Me latía rápido el corazón. Sin comerlo ni beberlo había sido el polvo de mi vida. Se echó a un lado y volvimos a quedarnos los dos boca arriba, con las estrellas como testigo.
—¿Y ahora qué? –pensé–. A volver a una relación, a las discusiones, a las peleas… en una buena te has metido, chaval.
Paula habló:
—Me ha encantado la cita. ¿Y a ti?
—Sí. Ha estado bien.
—Genial. Para mí, genial.
Jadeaba al hablar. Al fin y al cabo ella había hecho todo el trabajo.
Pasó un rato en silencio.
—¿Nos iremos? –dijo– Empiezo a tener un poco de frío.
—Extraterrestres –pensé–. Puedo decirle que me quedaré porque una nave espacial bajará según una predicción maya para transmitirnos un mensaje crucial a toda la humanidad. Al principio me tomará a broma pero cuando vea que realmente estoy esperando a los extraterrestres me dará por loco y no querrá saber nada de mí. Necesito una estrella… un nombre…
—¿Qué? –dijo Paula– ¿Vamos o no?
Nos levantamos, recogimos y nos subimos al coche. Dentro me besó otra vez.
—Ha sido increíble –dijo–. Gracias.
—Estás jodido –pensé–. Ahora a aguantar hasta que… hasta que ella quiera, igual que Marta –Marta es mi ex–. Si ni siquiera le as aguantado el primer asalto. Hará contigo lo que quieras…
Así de hundido llegué a casa, sin ninguna propuesta en firme, cierto es, de volvernos a ver, pero convencido de que al día siguiente nos encontraríamos en la facultad y me hablaría de más citas, de planes, de bodas, ¡yo que sé!
Pero no.

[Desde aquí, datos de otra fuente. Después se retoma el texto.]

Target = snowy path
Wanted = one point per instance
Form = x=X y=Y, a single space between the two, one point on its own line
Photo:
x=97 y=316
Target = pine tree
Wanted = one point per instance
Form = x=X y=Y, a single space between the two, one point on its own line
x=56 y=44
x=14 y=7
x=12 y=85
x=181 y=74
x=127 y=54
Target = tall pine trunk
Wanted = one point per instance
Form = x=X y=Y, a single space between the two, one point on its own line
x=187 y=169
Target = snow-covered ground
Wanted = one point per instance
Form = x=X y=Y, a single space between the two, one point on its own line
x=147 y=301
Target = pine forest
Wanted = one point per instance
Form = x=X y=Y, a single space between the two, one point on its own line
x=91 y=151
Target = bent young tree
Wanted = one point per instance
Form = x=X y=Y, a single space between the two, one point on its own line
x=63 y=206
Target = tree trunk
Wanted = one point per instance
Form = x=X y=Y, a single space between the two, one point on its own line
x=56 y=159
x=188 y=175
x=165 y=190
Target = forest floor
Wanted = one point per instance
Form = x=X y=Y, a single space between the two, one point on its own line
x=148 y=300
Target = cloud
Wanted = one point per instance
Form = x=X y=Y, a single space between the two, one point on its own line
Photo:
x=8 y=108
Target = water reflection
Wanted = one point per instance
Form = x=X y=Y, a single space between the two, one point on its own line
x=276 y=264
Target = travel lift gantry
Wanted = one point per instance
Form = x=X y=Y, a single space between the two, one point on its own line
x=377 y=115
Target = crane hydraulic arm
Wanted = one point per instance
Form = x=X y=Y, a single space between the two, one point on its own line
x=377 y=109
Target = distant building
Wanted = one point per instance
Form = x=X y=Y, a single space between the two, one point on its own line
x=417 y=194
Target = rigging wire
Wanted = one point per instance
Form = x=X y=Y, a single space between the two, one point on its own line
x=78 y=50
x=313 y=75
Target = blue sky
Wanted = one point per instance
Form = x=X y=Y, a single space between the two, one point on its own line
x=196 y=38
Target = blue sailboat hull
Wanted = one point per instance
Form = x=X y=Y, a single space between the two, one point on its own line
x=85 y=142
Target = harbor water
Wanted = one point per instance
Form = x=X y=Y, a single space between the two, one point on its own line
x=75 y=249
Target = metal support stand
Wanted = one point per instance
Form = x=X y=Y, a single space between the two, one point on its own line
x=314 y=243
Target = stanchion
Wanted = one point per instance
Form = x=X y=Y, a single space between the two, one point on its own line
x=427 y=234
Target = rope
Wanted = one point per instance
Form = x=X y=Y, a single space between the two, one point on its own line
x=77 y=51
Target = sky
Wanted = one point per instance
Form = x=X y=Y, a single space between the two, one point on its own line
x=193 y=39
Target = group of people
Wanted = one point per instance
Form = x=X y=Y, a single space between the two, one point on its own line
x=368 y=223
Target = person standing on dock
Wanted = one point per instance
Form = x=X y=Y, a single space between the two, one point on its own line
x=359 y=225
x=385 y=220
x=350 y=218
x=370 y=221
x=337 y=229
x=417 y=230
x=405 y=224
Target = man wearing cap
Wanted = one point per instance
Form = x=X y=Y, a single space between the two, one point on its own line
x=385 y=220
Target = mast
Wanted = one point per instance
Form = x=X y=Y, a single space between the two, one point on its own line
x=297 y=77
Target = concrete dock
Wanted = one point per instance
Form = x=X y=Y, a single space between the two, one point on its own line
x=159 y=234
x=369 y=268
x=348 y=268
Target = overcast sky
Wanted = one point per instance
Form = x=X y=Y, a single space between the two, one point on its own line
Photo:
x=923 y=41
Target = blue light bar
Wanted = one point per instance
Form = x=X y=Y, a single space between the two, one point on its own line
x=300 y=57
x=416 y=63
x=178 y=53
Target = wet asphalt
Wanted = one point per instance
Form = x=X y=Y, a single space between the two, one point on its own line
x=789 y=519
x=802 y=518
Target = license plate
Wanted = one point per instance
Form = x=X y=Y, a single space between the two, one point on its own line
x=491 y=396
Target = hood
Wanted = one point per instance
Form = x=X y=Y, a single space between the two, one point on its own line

Resulta que no le vi el pelo y, cuando llegué a casa para comer, encendí el ordenador y tenía un email suyo. «Seré sincera», ponía en el asunto, y tras repetirme que había estado muy bien lo de la noche anterior, me confesaba que lo sentía pero que no le veía mucho futuro a lo nuestro, que a ella le gustaban los tíos un poco más «cañeros», y no los románticos que se van al monte a ver estrellas, que no quería hacerme daño pero era mejor que no nos viésemos y bla, bla, bla…
Le di a «responder» pero no sabía qué decir. Es que no sabía ni cómo me sentía. No tenía ni idea. Me habían hecho jaque mate, eso seguro, pero ¿debía alegrarme?, ¿entristecerme? No lo sé. Sólo sé que, como último gesto de derrota, finalmente le escribí que no se preocupara y que yo también me lo había pasado muy bien.
Me pregunto qué coño espero yo mismo de las siguientes tías que pasen por mi vida.